According to the Journal, the message came from the head of the Revolutionary Guards' Qods Force, which has instructed Shi'ite militia groups in Iraq to be prepared to retaliate against the U.S. with force, in case of a military strike on Syria.
Official believe that the U.S. embassy in Baghdad could be a target, however, they did not elaborate on the likely targets, the newspaper said. Following the threats, the state department issued a travel warning on Thursday, asking U.S. citizens to avoid all unessential travel to Iraq.
"Travel within Iraq remains dangerous given the security situation," the state department said, in its advisory. "Terrorist activity and sectarian violence persist in many areas of the country (Iraq) at levels unseen since 2008," the statement said, adding that “the ability of the embassy to respond to situations in which U.S. citizens face difficulty, including arrests, is extremely limited."

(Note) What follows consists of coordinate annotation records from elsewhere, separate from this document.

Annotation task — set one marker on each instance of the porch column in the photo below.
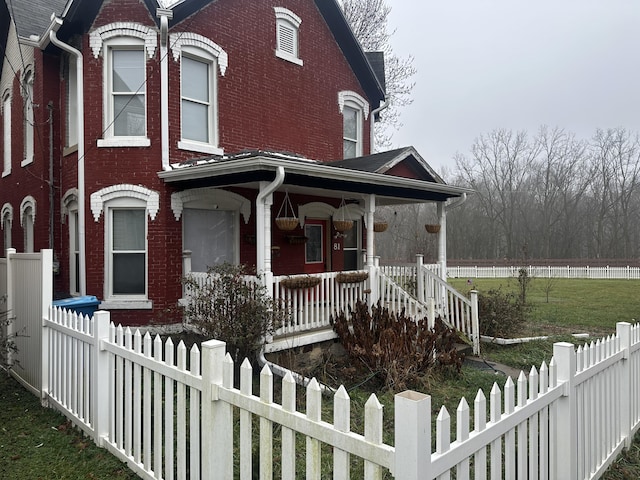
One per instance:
(442, 241)
(372, 267)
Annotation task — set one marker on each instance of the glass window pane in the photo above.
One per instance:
(195, 121)
(313, 247)
(129, 230)
(128, 273)
(210, 235)
(128, 70)
(195, 79)
(129, 115)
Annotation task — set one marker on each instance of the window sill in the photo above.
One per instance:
(115, 304)
(288, 57)
(199, 147)
(124, 142)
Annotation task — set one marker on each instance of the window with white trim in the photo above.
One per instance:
(27, 219)
(125, 47)
(6, 133)
(287, 35)
(28, 119)
(355, 110)
(6, 220)
(200, 61)
(126, 208)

President Barack Obama has sought congressional approval for his plan to strike Syria in a limited assault to punish Bashar Assad's government for using chemical weapons against the country's citizens. And, various militant groups in Iran and Iraq are reportedly plotting revenge against the U.S. and Israel, if the former attacks Syria.
“If there are strikes, there’s going to be an intense debate inside Iran as to whether or not respond, and if so how,” Trita Parsi, who heads the National Iranian American Council, told the Washington Post. “I think it’s quite clear that the more moderate elements are not particularly inclined to get involved in a direct confrontation with the U.S.”
Iran’s Supreme Leader Ayatollah Ali Khamenei and top officials in the nation’s military have said that any U.S. strike will lead to attacks on U.S. interests in the Middle East, the Washington post reported.